The stepping maps must satisfy two laws derived from the comonad structure:
Counit law — ε_X ∘ γ = id_X. The counit ε_X(t) : X(s★t) → X(t) is the restriction map back to the shorter history. Stepping forward then restricting back recovers the original state. γ is a section of ε_X.
Coassociativity law — γ_{s★t} ∘ γ_t = ν_X(t). Two sequential applications of γ cohere with the comonad comultiplication ν_X. Stepping twice by s is the same as applying the comultiplication first.
In the FARS
In a FlatfileAgentialResourceSystem locale, the RelationalMachineCarrier is the collection of entity files — the markdown files holding the locale’s current state. The stepping maps are instantiated each session: the improvement skill reads the carrier at history t, processes incoming steps, and writes updated files, producing the carrier at history s★t.

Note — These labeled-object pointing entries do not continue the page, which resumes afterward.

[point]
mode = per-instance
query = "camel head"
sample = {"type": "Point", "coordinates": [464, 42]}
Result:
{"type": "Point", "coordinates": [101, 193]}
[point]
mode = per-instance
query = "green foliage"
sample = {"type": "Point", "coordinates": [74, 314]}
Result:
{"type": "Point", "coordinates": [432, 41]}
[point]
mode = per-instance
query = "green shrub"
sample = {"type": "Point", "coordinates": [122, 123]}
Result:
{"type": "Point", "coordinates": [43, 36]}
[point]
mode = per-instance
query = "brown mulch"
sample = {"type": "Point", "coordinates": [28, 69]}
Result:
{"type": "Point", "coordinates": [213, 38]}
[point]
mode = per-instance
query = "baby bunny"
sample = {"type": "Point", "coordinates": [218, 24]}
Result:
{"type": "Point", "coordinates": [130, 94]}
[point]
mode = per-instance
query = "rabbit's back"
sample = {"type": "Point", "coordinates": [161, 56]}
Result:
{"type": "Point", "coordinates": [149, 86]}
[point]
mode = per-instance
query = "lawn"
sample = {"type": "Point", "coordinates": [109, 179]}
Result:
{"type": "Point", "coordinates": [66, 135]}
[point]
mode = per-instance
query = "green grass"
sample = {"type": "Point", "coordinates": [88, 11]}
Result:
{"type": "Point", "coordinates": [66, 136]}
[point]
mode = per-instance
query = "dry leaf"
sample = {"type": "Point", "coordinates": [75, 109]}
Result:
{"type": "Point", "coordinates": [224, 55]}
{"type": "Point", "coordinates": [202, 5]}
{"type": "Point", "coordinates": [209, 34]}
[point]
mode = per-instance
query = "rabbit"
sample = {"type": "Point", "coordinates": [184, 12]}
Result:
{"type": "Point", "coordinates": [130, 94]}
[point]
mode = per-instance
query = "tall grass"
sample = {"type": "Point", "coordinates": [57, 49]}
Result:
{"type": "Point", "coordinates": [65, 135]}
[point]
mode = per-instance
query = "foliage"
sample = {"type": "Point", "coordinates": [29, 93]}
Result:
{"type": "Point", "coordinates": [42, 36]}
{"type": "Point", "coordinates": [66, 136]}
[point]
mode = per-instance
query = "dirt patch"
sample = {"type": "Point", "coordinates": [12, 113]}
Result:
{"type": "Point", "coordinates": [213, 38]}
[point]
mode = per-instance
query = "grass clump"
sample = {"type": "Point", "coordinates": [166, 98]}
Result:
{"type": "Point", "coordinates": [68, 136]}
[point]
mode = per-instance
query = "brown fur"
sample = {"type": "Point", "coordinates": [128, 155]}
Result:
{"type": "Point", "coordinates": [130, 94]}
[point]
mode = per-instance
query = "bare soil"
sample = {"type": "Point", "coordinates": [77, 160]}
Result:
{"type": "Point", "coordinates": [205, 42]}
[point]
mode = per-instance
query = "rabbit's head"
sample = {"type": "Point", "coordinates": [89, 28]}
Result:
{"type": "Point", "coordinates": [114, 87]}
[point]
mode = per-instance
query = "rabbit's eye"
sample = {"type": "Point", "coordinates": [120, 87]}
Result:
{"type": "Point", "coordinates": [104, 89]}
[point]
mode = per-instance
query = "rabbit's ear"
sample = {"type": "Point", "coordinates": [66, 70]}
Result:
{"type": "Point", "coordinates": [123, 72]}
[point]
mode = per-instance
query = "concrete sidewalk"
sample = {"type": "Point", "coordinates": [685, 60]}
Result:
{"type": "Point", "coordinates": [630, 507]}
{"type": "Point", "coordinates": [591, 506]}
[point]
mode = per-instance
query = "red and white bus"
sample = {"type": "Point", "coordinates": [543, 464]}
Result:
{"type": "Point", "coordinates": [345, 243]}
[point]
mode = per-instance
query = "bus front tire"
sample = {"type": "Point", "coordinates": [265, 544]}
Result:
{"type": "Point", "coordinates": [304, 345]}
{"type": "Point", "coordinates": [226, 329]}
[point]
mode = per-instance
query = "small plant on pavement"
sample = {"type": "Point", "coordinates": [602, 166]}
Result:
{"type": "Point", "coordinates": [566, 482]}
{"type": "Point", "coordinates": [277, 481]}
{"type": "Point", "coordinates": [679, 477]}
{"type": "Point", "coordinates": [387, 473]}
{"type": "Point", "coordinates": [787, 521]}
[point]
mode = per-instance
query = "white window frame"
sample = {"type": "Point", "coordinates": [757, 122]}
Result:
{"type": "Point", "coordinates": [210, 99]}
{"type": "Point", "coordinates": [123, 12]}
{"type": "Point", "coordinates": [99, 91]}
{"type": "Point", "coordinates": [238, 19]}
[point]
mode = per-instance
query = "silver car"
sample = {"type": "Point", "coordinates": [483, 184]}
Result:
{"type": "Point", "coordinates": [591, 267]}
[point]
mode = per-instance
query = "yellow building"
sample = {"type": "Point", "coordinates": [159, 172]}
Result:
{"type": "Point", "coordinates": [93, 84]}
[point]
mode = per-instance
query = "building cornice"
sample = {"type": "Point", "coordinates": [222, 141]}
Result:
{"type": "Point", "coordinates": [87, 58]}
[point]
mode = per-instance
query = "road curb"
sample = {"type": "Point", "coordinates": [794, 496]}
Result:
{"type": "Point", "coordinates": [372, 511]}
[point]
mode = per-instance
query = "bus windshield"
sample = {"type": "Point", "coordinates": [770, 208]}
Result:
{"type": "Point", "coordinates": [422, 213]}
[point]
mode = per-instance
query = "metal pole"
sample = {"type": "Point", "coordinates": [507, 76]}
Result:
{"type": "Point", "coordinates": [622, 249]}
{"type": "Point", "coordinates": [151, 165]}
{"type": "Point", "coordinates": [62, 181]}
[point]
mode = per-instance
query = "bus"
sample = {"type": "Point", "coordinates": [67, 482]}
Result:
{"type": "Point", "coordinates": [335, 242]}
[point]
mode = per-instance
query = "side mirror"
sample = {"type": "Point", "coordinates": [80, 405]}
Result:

A RelationalMachineCarrier MUST have stepping maps γ_t : X(t) → X(s★t) for each step s ∈ Σ and each history t. It MUST satisfy the counit law — stepping forward then restricting back is the identity. It MUST satisfy the coassociativity law — sequential stepping coheres with comultiplication. It MUST contain elements of the atomic class A — the carrier must be built from atomic content.